Nous sommes à Paris, à la veille
de la Seconde Guerre Mondiale. Et nous plongeons dans le conflit et surtout dans
l’Occupation, en compagnie de Lucien et Laura. Lui, est orphelin de père. Un
père mort en héros de la lutte des classes, assassiné lors d’un meeting. Lucien a
été recueilli par un libraire, spécialisé dans les livres anciens. A ses côtés,
il va apprendre le métier. Mais aussi la vie, et les choix qu’elle nous impose.
Laura est chercheuse en physique au Collège de France, dans l’équipe de
Frédéric Joliot-Curie. Elle étudie la Pechblende. La pierre qui porte malheur.
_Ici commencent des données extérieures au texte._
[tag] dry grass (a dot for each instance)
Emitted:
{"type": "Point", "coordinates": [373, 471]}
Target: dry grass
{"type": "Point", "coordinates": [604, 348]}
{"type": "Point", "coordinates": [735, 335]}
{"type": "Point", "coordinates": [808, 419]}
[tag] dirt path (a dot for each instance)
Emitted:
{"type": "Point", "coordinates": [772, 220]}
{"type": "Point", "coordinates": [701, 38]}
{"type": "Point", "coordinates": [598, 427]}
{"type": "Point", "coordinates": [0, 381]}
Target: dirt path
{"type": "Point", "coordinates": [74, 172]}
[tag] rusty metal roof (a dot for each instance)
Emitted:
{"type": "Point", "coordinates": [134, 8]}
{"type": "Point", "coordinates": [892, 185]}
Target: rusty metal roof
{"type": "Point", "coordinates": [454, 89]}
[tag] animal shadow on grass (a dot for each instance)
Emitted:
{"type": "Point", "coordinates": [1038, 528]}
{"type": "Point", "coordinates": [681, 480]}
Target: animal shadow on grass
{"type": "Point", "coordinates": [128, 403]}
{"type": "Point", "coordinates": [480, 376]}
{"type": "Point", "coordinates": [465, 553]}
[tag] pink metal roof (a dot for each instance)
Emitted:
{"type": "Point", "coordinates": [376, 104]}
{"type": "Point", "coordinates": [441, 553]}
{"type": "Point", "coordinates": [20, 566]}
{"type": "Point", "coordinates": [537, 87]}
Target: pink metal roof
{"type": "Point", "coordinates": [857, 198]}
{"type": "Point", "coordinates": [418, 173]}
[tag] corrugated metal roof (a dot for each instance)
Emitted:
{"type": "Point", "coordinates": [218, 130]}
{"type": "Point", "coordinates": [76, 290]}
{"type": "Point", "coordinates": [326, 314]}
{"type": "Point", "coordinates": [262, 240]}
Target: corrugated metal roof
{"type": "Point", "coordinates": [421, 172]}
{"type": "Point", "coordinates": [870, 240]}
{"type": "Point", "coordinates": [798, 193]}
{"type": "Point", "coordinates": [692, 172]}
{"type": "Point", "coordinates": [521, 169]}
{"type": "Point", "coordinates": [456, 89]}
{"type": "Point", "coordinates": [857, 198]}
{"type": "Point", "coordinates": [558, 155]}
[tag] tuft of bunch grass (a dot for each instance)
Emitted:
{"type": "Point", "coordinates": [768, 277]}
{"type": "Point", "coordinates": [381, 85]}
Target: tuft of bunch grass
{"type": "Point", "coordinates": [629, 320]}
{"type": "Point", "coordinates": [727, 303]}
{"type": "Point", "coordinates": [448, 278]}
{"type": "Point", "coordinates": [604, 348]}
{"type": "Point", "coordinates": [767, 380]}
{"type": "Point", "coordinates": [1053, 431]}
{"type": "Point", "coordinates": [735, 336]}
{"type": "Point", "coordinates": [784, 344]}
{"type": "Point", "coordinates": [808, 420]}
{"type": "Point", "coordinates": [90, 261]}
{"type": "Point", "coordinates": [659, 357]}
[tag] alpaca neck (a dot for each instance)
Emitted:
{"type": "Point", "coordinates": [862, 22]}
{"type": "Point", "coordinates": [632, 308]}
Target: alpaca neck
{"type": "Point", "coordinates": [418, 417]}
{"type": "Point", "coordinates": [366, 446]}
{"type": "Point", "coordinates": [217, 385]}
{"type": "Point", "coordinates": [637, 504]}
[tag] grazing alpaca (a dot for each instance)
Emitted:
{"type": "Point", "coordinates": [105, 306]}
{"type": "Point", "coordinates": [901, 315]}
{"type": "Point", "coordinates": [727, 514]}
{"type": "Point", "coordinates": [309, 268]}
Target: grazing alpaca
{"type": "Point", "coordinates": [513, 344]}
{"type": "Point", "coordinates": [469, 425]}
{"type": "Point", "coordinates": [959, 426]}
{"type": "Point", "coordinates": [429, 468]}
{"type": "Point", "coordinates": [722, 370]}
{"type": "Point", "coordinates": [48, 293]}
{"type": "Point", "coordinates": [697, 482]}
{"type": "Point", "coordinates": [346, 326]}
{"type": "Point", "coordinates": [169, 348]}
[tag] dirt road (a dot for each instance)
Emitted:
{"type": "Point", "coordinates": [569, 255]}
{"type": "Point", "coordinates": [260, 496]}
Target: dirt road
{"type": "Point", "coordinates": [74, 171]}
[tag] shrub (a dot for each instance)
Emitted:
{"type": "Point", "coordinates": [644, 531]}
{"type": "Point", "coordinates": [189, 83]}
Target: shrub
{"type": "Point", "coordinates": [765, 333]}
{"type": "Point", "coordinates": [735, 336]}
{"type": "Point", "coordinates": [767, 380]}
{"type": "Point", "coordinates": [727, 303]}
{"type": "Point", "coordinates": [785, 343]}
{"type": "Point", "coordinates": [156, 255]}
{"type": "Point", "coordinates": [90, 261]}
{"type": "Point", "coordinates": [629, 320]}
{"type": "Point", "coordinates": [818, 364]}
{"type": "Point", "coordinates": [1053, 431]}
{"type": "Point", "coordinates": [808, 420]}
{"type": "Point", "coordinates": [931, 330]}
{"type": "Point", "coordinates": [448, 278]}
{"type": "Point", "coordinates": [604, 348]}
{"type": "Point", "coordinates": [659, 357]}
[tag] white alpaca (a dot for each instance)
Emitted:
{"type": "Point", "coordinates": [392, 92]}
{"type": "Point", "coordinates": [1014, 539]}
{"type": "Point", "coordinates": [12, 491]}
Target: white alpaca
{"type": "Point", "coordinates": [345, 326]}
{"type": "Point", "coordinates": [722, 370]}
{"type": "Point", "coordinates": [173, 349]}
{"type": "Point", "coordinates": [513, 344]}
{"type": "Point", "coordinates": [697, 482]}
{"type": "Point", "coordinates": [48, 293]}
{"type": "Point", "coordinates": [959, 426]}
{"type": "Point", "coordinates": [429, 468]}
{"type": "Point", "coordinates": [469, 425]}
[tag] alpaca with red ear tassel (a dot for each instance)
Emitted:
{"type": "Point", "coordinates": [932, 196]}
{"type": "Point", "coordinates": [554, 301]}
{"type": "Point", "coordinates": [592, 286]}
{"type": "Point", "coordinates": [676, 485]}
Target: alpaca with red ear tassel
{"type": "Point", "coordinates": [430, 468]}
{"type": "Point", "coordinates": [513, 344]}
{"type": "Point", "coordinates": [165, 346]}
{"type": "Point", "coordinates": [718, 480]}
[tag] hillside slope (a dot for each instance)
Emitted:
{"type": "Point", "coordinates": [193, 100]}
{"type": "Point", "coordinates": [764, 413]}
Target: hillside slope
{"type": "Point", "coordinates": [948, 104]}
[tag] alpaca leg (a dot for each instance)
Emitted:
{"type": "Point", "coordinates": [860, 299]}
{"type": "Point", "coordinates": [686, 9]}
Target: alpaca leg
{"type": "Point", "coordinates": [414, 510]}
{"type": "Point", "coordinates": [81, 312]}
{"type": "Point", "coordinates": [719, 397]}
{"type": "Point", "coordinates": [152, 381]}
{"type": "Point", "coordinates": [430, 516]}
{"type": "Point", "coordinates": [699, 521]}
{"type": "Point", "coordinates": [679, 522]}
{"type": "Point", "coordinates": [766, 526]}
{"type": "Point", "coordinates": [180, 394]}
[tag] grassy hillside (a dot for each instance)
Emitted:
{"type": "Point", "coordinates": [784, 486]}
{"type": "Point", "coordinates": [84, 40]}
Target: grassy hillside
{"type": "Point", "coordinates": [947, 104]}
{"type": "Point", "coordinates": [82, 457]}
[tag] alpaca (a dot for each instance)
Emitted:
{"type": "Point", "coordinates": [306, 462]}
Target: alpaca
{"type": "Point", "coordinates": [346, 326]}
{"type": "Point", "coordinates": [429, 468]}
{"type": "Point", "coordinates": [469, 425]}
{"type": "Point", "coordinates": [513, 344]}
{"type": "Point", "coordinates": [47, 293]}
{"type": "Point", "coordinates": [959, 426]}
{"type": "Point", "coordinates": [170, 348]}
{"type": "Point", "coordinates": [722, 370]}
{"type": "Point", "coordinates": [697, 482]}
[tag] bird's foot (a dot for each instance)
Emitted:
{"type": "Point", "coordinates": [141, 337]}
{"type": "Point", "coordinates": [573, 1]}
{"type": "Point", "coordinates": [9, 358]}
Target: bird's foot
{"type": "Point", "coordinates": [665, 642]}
L’uranium. Entre eux, Jef Goldman. Il est enseignant en philosophie des
sciences. Amoureux des livres. (p.58) : « Au fond, on avance toujours tout nu sur le chemin de la mort, lança Jef
en caressant d’un doigt sauteur la reliure de percaline. Heureusement, les
livres font un excellent isolant thermique. Ils nous protège du vrai froid ».
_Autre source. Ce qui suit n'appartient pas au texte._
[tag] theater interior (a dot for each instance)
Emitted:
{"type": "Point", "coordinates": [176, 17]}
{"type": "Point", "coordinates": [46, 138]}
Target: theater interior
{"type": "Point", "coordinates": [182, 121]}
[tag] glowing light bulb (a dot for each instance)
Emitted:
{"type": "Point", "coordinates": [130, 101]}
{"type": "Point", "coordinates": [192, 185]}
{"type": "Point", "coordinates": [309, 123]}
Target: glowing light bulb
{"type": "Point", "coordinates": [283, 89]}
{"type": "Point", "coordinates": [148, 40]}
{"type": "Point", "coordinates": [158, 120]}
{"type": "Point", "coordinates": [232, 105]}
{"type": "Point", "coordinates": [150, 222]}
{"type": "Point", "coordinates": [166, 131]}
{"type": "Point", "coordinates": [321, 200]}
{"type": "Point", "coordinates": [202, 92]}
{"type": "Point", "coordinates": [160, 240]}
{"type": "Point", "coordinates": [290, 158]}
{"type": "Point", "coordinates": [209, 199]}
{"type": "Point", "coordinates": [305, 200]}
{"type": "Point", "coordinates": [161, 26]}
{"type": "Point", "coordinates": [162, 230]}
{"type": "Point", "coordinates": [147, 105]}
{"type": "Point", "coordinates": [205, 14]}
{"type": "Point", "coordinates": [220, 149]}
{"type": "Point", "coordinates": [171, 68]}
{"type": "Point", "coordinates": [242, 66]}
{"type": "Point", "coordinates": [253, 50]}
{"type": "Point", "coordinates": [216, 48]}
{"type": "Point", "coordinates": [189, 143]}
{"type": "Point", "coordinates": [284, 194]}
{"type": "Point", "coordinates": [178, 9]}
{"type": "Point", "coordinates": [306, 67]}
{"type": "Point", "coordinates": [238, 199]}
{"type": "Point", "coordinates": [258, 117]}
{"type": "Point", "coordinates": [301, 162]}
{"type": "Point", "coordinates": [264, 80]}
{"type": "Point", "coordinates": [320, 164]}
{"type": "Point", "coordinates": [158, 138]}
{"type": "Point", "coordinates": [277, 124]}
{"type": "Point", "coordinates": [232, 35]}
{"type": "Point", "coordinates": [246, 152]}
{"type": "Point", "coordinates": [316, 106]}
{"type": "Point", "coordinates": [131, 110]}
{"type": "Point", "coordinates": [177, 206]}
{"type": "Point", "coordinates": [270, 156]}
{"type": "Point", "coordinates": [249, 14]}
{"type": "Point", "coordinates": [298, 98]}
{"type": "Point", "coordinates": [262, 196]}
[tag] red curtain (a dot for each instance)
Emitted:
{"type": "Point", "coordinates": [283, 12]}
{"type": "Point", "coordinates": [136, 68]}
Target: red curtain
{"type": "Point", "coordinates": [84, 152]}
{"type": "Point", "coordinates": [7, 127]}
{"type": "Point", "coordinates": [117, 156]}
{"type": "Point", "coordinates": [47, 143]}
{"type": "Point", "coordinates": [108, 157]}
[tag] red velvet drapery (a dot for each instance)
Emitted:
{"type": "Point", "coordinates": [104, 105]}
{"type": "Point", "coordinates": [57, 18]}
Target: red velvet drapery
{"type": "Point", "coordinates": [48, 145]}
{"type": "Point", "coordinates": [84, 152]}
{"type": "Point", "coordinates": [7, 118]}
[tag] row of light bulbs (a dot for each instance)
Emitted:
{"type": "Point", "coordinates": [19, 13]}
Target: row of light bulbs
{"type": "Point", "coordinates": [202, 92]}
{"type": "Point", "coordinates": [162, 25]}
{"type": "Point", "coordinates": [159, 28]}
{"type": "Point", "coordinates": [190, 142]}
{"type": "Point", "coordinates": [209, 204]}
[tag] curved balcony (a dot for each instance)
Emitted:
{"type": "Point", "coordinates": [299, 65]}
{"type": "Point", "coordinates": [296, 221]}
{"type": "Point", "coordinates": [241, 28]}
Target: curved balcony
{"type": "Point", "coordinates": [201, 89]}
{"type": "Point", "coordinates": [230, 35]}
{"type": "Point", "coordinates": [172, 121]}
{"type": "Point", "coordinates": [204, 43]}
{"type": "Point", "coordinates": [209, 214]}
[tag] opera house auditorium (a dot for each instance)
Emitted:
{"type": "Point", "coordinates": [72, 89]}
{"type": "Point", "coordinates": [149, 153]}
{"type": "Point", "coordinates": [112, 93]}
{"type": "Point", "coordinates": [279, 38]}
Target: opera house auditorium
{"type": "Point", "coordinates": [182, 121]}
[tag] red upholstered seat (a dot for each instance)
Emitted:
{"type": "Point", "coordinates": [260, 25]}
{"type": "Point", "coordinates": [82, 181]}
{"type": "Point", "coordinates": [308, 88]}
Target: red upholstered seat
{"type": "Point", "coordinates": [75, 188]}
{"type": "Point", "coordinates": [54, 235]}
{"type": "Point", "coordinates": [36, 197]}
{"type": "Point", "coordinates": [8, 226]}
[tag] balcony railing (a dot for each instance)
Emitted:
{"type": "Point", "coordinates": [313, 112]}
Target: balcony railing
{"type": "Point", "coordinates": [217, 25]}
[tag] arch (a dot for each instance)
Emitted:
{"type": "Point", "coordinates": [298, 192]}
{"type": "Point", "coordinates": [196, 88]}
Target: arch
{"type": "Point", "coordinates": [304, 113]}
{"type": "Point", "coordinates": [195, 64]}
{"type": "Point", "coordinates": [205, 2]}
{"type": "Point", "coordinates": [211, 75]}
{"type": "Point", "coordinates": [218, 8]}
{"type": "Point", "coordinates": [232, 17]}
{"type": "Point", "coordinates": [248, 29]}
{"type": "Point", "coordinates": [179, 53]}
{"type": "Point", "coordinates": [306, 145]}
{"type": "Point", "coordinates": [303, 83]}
Jean-Yves Lacroix dépeint admirablement le monde des livres qu’il connait bien,
étant lui-même libraire en livres anciens. On plonge dans les reliures, la
poussière et l’odeur de colle des ateliers de restauration. On découvre les
indices permettant de dater et authentifier les livres anciens. Certains doutent encore que la Guerre puisse éclater. Mais
tout est en place. (p.78) : « sous
les divergences idéologiques que revendiquent les uns et les autres, la
perspective des profits que promet de générer le conflit a réussi à mettre tout
le monde d’accord. Et puis, regarde autour de toi, l’univers n’a déjà plus d’yeux
que pour la nouvelle barbarie. ». Jean-Yves Lacroix dit alors les
spoliations lors de l’occupation, l’aryanisation des commerces et des
entreprises. Les librairies tenues par des juifs, fermées par les nazis, et
rachetées à bas prix par des français bien catholiques. Il montre comment l’occupant
installe les lois anti-juives. Et comment chacun se débat (plus ou moins
vigoureusement) avec sa conscience. Surtout, il montre que rien n’est simple. Les
grands principes du jeune Lucien se heurtent à la nécessité de survivre. Son
patron connait les noms de trois libraires qui ont dénoncé des bouquinistes
juifs. Lucien le somme de dire la vérité. Réponse de son patron, p.157 : « La vérité, Lucien, elle lève le camp avec
les vainqueurs. Tu devrais méditer Omar Khayyam, car il enseigne l’art de dire
les choses et celui de se taire, dans les vraies occasions :
Le mystère doit rester voilé aux esprits vils
Et les secrets impénétrables aux fous.
Réfléchis à tes actes vis-à-vis des autres hommes ;
Il faut cacher nos espérances à toute l’humanité. »
Et l’on voit Lucien et Laura
grandir, passer de l’enfance à l’âge adulte avec face à eux, des choix
douloureux, des questionnements moraux que d’autres générations avant et après
eux n’ont pas eu à affronter. (p.309) : « Lucien s’étonnait de la folie des siens : la folie de connaitre,
la folie d’aimer, de s’abandonner, la folie de soumettre la vie à des idées ». Il n'y a pas de vrais héros ni de parfaits salauds dans ce livre, il y a juste des hommes et des femmes, qui ont fait comme ils ont pu. L’écriture de Jean-Yves Lacroix est belle, douce. Son livre est subtil, cruel et juste.